Salt-induced Changes in the Plasma Membrane Proteome of the Halotolerant Alga Dunaliella salina as Revealed by Blue Native Gel Electrophoresis and Nano-LC-MS/MS Analysis^*,S

Adriana Katz^,,¶, Patrice Waridel^,||, Andrej Shevchenko^|| and Uri Pick

From the Department of Biological Chemistry, Weizmann Institute of Science, Rehovot 76100, Israel and ^|| Max Planck Institute of Molecular Cell Biology and Genetics, Pfotenhauerstrasse 108, 01307 Dresden, Germany

The halotolerant alga Dunaliella salina is a recognized model photosynthetic organism for studying plant adaptation to high salinity. The adaptation mechanisms involve major changes in the proteome composition associated with energy metabolism and carbon and iron acquisition.
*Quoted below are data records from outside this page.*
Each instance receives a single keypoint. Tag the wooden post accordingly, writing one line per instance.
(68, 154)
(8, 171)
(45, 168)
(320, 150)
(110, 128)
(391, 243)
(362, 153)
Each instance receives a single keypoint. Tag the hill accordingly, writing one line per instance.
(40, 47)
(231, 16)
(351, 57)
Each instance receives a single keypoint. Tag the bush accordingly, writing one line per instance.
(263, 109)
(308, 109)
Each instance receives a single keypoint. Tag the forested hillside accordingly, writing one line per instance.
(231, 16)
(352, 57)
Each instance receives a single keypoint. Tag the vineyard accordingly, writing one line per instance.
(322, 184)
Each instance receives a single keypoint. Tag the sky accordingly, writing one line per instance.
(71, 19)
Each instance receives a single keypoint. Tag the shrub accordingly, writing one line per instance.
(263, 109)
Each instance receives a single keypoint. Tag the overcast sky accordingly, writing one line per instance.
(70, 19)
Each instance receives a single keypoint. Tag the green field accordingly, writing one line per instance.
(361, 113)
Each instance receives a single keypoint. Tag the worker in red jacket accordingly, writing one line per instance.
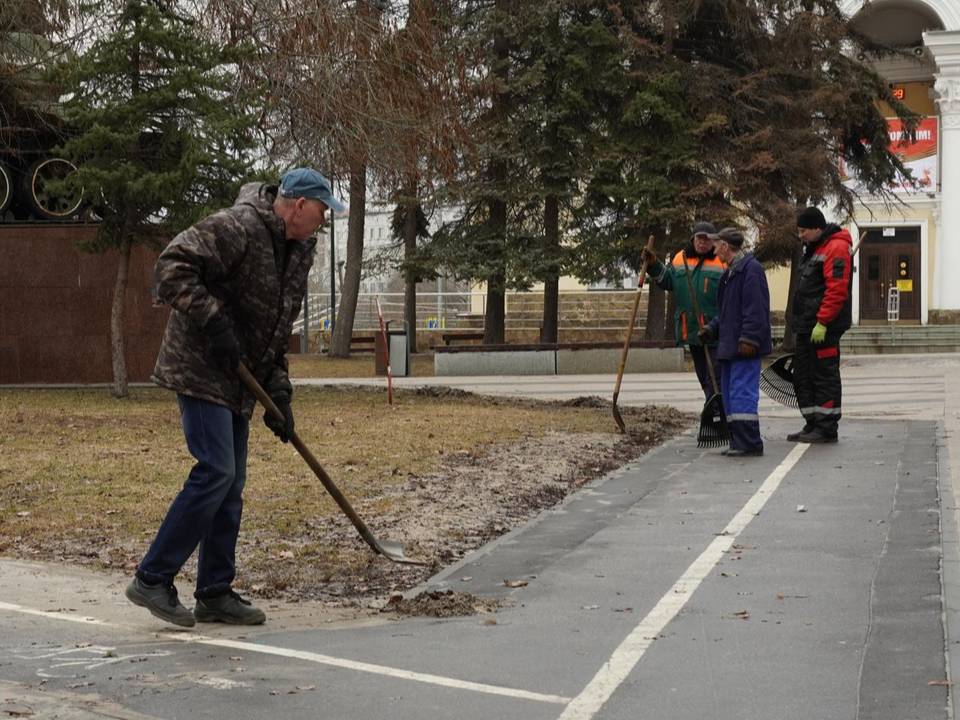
(821, 314)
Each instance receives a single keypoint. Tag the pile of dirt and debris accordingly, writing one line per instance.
(438, 603)
(471, 499)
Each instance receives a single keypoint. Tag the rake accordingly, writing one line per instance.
(776, 381)
(714, 431)
(390, 549)
(626, 345)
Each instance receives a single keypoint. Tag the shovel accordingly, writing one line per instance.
(714, 430)
(777, 380)
(626, 345)
(388, 548)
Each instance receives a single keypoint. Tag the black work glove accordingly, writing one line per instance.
(222, 343)
(283, 429)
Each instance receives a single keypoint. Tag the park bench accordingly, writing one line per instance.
(361, 344)
(461, 336)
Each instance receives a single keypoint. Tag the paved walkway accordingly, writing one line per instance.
(803, 584)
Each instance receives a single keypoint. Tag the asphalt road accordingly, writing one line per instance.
(814, 582)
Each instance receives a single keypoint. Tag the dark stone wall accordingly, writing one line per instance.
(55, 308)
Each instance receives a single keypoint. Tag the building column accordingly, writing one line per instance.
(945, 48)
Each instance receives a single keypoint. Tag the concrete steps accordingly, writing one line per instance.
(901, 339)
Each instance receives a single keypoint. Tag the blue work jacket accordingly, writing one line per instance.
(744, 300)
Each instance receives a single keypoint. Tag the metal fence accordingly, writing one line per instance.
(605, 310)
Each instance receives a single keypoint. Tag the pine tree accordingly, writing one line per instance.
(159, 138)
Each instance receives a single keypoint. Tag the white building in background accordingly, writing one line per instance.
(915, 247)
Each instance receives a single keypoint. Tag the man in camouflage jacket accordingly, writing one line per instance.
(235, 282)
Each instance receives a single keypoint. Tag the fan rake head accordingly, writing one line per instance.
(776, 382)
(714, 431)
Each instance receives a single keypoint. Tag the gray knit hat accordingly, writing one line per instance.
(702, 228)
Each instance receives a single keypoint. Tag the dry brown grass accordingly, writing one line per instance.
(86, 478)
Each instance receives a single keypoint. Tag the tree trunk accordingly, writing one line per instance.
(789, 339)
(656, 311)
(494, 321)
(120, 389)
(550, 326)
(494, 325)
(410, 281)
(350, 283)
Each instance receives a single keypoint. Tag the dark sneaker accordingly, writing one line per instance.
(161, 600)
(229, 608)
(816, 438)
(793, 437)
(742, 453)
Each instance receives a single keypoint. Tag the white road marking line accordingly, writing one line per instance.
(377, 669)
(54, 614)
(316, 658)
(631, 650)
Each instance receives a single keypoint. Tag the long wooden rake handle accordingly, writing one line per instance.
(626, 344)
(388, 548)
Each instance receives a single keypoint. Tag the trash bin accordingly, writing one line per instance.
(399, 353)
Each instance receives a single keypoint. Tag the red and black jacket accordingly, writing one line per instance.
(823, 293)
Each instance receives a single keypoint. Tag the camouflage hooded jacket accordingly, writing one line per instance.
(235, 263)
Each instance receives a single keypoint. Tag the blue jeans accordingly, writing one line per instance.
(741, 402)
(207, 510)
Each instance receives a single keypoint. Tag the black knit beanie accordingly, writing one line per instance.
(811, 218)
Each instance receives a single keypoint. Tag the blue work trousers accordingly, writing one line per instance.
(207, 510)
(741, 399)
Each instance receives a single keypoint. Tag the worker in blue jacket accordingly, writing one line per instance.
(743, 331)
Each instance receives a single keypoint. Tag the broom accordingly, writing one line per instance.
(777, 380)
(714, 431)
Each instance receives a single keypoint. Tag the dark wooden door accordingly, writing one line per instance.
(890, 257)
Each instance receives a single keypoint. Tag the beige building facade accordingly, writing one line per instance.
(913, 245)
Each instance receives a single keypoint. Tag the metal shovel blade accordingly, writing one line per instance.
(388, 548)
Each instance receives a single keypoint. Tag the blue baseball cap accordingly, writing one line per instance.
(308, 183)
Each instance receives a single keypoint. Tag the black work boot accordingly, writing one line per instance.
(161, 600)
(229, 608)
(817, 437)
(793, 437)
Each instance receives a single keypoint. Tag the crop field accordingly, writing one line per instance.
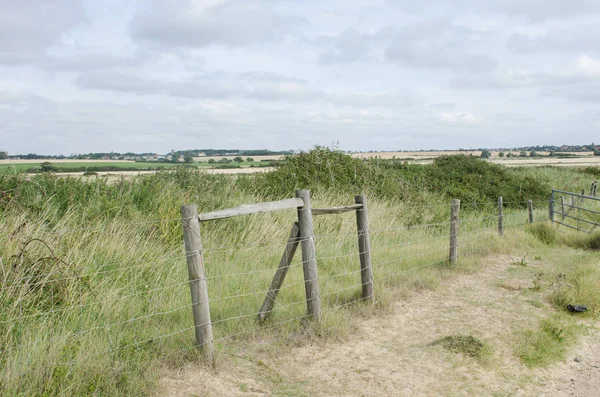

To clarify the molecular basis for the remarkable resistance to high salt, we performed a comprehensive proteomics analysis of the plasma membrane. Plasma membrane proteins were recognized by tagging intact cells with a membrane-impermeable biotin derivative. Proteins were resolved by two-dimensional blue native/SDS-PAGE and identified by nano-LC-MS/MS. Of 55 identified proteins, about 60% were integral membrane or membrane-associated proteins. We identified novel surface coat proteins, lipid-metabolizing enzymes, a new family of membrane proteins of unknown function, ion transporters, small GTP-binding proteins, and heat shock proteins. The abundance of 20 protein spots increased and that of two protein spots decreased under high salt. The major salt-regulated proteins were implicated in protein and membrane structure stabilization and within signal transduction pathways. The migration profiles of native protein complexes on blue native gels revealed oligomerization or co-migration of major surface-exposed proteins, which may indicate mechanisms of stabilization at high salinity.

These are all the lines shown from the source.